Globalization of Clinical Trials: Another Hole in Pharma Regulation?

Published by Patricia Van Arnum on February 19

 

A recent article in the New England Journal of Medicine by researchers from Duke University raises concerns over the increased globalization of clinical trials and the need to strengthen regulation to address this phenomenon. As pharmaceutical companies conduct more trials abroad as part of overall cost-saving measures, such a finding has implications for all stakeholders—patients, suppliers, and the drug companies themselves.

Since 2002, the number of active investigators regulated by the US Food and Drug Administration that are based outside the United States has increased 15% per year while the number of US-based investigators has declined by 5.5%, according to the article. In using the ClinicalTrials.gov registry to examine recruitment in industry-sponsored Phase III clinical trials as of November 2007 for the 20 largest US-based pharmaceutical companies, the researchers found that approximately one-third of the trials (157 of 509) are being conducted solely outside the US and that a majority of study sites (13,521 of 24,206) are outside the US. Many of these trials are being conducted in developing countries, including Eastern Europe and the Russian Federation, says the article.

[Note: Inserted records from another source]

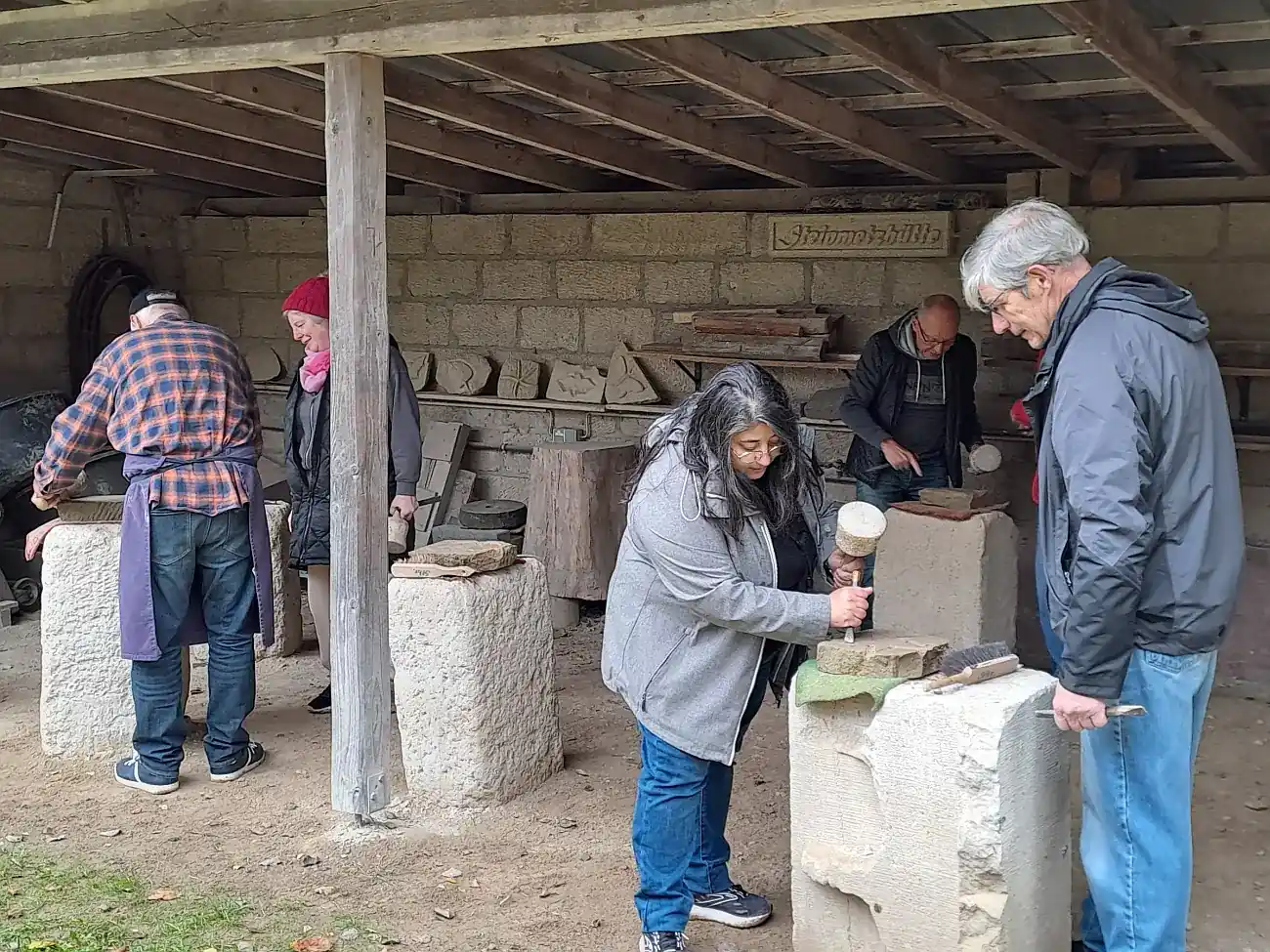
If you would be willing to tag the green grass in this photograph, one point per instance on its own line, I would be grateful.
(49, 905)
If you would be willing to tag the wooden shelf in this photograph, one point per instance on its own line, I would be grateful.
(842, 366)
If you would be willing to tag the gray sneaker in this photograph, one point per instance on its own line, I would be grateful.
(735, 908)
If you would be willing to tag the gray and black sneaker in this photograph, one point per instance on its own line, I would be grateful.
(661, 942)
(253, 756)
(735, 908)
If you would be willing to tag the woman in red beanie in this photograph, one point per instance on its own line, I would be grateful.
(308, 448)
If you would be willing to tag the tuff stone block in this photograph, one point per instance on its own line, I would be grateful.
(957, 580)
(943, 821)
(474, 686)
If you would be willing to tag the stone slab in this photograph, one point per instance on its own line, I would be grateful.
(880, 655)
(940, 823)
(575, 385)
(957, 580)
(474, 686)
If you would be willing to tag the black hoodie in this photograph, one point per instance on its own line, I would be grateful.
(1141, 524)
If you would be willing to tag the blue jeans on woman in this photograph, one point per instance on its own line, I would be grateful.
(1135, 833)
(210, 555)
(884, 490)
(677, 833)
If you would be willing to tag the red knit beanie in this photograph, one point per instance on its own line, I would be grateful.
(312, 297)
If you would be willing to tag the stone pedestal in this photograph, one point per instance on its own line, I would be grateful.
(85, 699)
(85, 692)
(953, 579)
(475, 686)
(940, 823)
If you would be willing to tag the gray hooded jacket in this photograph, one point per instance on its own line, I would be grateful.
(1141, 524)
(689, 607)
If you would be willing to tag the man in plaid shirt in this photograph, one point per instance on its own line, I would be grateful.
(176, 396)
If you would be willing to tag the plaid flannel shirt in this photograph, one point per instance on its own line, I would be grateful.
(177, 389)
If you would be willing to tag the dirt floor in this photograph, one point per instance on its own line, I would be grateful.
(549, 872)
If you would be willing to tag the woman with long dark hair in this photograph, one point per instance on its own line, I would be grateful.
(723, 580)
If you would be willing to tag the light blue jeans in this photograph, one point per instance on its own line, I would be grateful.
(1135, 836)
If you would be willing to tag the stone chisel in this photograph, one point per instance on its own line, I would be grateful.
(1114, 711)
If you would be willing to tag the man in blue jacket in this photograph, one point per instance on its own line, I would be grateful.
(1142, 545)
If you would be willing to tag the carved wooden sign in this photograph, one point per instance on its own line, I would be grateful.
(864, 235)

The data clearly show the globalization of clinical development, a situation that calls into question the adequacy of regulatory oversight of research, particularly in emerging markets. Regulatory bodies in established markets are typically structured to monitor studies in their own countries, not abroad, and are not sufficiently tasked to address this globalization. The researchers also raise concerns over the relevance of trials conducted on patients that may have environmental or genetic profiles specific to a population of a given country to patients outside that group as well as ethical concerns of using patients in developing nations, as these patients may participate more readily in trials for economic reasons.

These concerns over the globalization of clinical trials reflect similar problems on the pharmaceutical manufacturing side, namely the growing disconnect, either in organizational structure, resource allocation, or operation of regulatory agencies in dealing with the globalization of the pharmaceutical industry. The historic bent of pharmaceutical regulation is a framework consisting of national (i.e., FDA), regional (i.e., European Medicines Agency) or developed-nations’ (i.e., International Conference on Harmonization) interests, which simply do not fit a 21st-century reality where developing nations play a significant role in clinical development and manufacturing.

Although there have been recent efforts by FDA, EMEA, and ICH to address these shortfalls, for example, on the manufacturing side through location of national regulatory offices abroad and proposals and implemented measures to address drug import safety, the real question is whether these efforts or similar ones will be adequate to fully address the pace and extent of globalizaiton of the drug industry.

The researchers from Duke University say that long-term solutions to the problems stemming from the globalization of clinical research require input from all stakeholders—academia, industry, and regulatory agencies. They suggest beginning with a comprehensive review from representatives from developed and developing countries, perhaps commissioned by the Institute of Medicine or the World Health Organization, to build dialogue and consensus. But with these or other efforts on the clinical side, there needs to be a concomitant effort on the manufacturing side.

A cohesive and integrated system for global pharmaceutical regulation that incorporates the full continuum of functions in drug development and commercialization (clinical research, development, and manufacturing) and the myriad of players—patients, suppliers, and drug companies from both developing and developed nations need to be embodied into a solution. A tall task for sure, some might say improbable, but a truly strategic, not tactical approach, is needed.